Here's an excerpt from R.Feynman's lecture The Relation of Mathematics and Physics, available on youtube, which is also present in his book, Character of Physical Law (Ch. 2):

There are two kinds of ways of looking at mathematics, which for the purposes of this lecture, I will call the the Babylonian tradition and the Greek tradition. In Babylonian schools in mathematics, the student would learn something by doing a large number of examples until he caught on to the general rule. Also, a large amount of geometry was known... and some degree of argument was available to go from one thing to another. ... But Euclid discovered that there was a way in which all the theorems of geometry could be ordered from a set of axioms that were particularly simple... The Babylonian attitude... is that you have to know all the various theorems and many of the connections in between, but you never really realized that it could all come up from a bunch of axioms... [E]ven in mathematics, you can start in different places. ... The mathematical tradition of today is to start with some particular ones which are chosen by some kind of convention to be axioms and then to build up the structure from there. ... The method of starting from axioms is not efficient in obtaining the theorems. ... In physics we need the Babylonian methods, and not the Euclidean or Greek method.

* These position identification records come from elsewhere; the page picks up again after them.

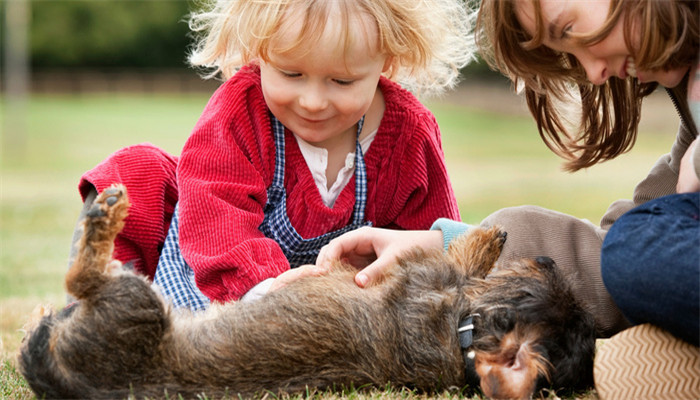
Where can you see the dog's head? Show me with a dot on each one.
(531, 333)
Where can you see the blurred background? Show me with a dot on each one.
(83, 78)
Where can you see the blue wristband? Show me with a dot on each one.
(450, 229)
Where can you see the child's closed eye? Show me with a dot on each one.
(343, 82)
(290, 74)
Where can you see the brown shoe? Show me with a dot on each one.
(646, 362)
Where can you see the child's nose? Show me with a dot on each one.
(313, 99)
(597, 69)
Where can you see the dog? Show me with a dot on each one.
(439, 320)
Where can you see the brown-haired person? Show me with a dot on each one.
(641, 266)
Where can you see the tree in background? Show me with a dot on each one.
(106, 34)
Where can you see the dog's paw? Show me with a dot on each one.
(478, 250)
(111, 201)
(107, 213)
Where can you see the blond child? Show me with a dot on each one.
(310, 136)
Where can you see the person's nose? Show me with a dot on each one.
(313, 98)
(597, 69)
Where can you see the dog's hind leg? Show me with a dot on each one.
(102, 223)
(478, 250)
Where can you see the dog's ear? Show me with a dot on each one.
(513, 370)
(477, 250)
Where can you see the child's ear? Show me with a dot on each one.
(388, 63)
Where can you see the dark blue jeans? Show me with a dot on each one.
(650, 264)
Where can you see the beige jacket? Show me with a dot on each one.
(574, 244)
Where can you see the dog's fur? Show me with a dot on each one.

The rest of the lecture is also interesting and I recommend it. He goes on (with an example of deriving conservation of angular momentum from Newton's law of gravitation and having it generalized):

We can deduce (often) from one part of physics, like the law of gravitation, a principle which turns out to be much more valid than the derivation. This doesn't happen in mathematics, that the theorems come out in places where they're not supposed to be.